Но коррупция и воровство, которые, казалось, начисто парализовали армию, странным образом исчезали с приездом Сен-Жюста. Появлялись патроны и снаряды, солдаты начинали получать полный паек, снабженцы – пессимисты по природе – вдруг проявляли чудеса предприимчивости, доставая в нужном количестве обувь и одежду.

Не колеблясь, Сен-Жюст смещал робких командиров. Перед строем расстреливали офицеров-изменников и проворовавшихся интендантов. Генералы развивали энергичную деятельность. А когда этого требовали обстоятельства, Сен-Жюст сам водил полки в атаку.

Никакие громкие фразы, никакие демагогические речи не могли скрыть от Сен-Жюста равнодушия и трусости лжепатриотов. Сен-Жюст говорил: «Патриотизм – это торговля словами, каждый жертвует всеми другими и никогда не жертвует своими интересами».

Сен-Жюст оставался в армии, пока срочные дела не заставляли его возвращаться в Париж. И тогда в Конвенте он выступал докладчиком от Комитета по самым важным вопросам.

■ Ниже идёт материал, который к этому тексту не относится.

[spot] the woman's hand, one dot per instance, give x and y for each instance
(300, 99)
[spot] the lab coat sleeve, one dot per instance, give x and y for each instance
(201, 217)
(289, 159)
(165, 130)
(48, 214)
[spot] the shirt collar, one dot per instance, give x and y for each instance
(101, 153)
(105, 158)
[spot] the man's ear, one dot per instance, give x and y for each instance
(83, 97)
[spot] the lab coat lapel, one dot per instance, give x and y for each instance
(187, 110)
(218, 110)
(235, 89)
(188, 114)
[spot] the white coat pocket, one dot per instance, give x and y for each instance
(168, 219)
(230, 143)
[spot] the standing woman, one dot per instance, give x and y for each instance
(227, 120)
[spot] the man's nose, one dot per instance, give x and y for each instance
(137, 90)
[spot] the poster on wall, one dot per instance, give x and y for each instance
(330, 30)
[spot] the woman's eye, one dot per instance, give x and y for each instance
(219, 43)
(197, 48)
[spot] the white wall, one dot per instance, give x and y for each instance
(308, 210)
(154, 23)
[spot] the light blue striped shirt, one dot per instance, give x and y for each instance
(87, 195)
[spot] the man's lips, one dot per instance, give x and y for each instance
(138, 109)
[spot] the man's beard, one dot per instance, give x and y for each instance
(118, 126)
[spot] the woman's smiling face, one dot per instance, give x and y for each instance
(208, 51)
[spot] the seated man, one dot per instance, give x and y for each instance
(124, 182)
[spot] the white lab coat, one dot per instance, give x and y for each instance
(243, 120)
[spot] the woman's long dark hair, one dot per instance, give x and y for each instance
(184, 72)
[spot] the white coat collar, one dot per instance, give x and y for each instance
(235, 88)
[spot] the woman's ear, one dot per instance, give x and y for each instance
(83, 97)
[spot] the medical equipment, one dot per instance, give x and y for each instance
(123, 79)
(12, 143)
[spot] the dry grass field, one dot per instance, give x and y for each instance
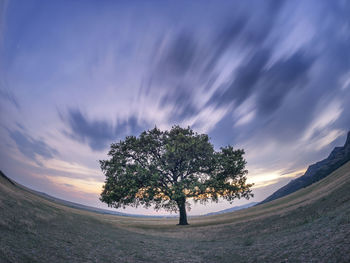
(310, 225)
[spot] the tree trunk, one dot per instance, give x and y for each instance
(183, 216)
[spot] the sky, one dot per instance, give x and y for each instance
(271, 77)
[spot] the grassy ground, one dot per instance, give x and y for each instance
(311, 225)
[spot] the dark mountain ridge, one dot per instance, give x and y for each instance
(315, 172)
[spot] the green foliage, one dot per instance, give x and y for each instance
(164, 168)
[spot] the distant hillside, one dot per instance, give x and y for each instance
(315, 172)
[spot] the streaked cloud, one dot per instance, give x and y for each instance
(270, 77)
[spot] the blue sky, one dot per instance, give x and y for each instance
(272, 77)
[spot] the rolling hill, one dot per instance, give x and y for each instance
(315, 172)
(309, 225)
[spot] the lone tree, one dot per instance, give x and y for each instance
(164, 168)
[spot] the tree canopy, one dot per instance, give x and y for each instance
(165, 168)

Каждое слово Сен-Жюста звучало как удар топора. Он говорил только приговорами. Именно Сен-Жюст в 1793 году убедил Конвент усилить террор.

А 8 вантоза 1794 года он выступил с программной речью: «Не думаете ли вы, что государство может существовать, когда гражданские отношения противоречат форме его правления? Те, кто осуществляет революцию наполовину, лишь роют себе могилу… Собственность патриотов священна, но имущество заговорщиков должно пойти в пользу нуждающихся». Это был самый решительный шаг французской революции. Не вина Сен-Жюста, что эбертисты не поняли его и не поддержали.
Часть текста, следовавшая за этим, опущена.